The quantity of feces excreted by cHKA+/+ and cHKA-/- mice did not differ significantly during the control (1.83 ± 0.06 and 2.11 ± 0.19 g/3 days, respectively) or Na+-restricted periods (2.21 ± 0.16 and 2.06 ± 0.13 g/3 days, respectively).
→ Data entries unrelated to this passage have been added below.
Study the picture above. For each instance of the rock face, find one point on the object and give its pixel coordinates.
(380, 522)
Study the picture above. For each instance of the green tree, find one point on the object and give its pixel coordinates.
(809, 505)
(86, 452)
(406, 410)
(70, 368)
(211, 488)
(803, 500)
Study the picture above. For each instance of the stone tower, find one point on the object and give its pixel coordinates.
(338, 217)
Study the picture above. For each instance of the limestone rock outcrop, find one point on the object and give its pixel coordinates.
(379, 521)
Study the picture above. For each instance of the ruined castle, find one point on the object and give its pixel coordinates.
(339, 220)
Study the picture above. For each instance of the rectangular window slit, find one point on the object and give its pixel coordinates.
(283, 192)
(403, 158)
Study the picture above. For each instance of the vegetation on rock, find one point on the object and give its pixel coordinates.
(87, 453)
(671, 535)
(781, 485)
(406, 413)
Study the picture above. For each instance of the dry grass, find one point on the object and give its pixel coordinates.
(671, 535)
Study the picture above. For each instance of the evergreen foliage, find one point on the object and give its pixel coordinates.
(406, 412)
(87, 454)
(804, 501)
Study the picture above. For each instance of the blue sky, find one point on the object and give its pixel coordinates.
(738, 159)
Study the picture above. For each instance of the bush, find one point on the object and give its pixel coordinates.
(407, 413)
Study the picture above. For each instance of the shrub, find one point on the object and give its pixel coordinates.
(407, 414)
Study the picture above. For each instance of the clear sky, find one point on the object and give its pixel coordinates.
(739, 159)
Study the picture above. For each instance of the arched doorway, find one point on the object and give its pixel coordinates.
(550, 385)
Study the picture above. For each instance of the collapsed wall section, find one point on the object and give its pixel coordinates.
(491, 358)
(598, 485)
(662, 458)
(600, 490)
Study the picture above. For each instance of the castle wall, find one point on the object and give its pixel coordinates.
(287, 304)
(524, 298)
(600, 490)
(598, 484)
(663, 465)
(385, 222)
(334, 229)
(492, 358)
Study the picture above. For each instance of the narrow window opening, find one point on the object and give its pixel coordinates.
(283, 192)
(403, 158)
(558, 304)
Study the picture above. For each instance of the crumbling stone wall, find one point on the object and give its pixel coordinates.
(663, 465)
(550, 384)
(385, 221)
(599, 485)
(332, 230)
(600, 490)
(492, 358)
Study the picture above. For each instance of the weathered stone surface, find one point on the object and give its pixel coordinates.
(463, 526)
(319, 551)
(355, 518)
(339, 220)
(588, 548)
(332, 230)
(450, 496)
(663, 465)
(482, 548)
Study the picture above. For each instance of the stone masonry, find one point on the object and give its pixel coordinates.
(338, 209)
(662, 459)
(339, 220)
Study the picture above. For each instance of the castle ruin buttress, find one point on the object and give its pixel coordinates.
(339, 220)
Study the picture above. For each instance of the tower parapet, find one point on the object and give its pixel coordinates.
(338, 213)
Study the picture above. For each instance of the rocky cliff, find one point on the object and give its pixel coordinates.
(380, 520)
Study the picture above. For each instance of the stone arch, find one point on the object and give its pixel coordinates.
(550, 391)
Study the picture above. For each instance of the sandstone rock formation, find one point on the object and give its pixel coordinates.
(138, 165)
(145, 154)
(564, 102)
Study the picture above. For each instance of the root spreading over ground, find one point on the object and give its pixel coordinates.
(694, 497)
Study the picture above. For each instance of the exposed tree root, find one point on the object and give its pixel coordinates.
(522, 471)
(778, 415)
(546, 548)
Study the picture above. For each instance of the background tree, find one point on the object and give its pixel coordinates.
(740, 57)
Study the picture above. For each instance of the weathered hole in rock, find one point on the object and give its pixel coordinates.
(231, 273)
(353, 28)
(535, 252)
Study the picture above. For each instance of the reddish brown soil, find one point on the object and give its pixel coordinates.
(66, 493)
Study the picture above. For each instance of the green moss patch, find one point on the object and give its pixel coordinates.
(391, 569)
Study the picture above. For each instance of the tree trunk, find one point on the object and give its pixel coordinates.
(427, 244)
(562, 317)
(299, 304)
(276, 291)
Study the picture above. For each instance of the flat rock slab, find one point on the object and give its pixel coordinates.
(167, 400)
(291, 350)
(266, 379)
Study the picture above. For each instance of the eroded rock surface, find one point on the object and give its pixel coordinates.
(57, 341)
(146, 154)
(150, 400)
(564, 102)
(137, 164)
As observed previously (30), fecal K+ excretion (Fig. 4A) was greater for cHKA-/- mice than for cHKA+/+ mice during the control diet period (379 ± 23 and 248 ± 16 µmol/3 days, respectively; P < 0.001). When fed a Na+-restricted diet, cHKA+/+ mice maintained the same level of fecal K+ excretion as during the control period. In contrast, during the last 3 days of Na+ restriction, fecal K+ excretion by cHKA-/- mice was 2.8-fold greater than that of wild-type mice (693 ± 38 and 247 ± 24 µmol/3 days, respectively; P < 0.001). Fecal excretion of Na+ (Fig. 4B) was similar for cHKA-/- and cHKA+/+ mice during the control period (249 ± 21 and 217 ± 19 µmol/3 days, respectively). When fed a Na+-restricted diet, fecal Na+ excretion decreased by >90% in both genotypes, although it was slightly greater in knockout than in wild-type mice (11.0 ± 0.5 and 13.7 ± 1.3 µmol/3 days, respectively; P = 0.023).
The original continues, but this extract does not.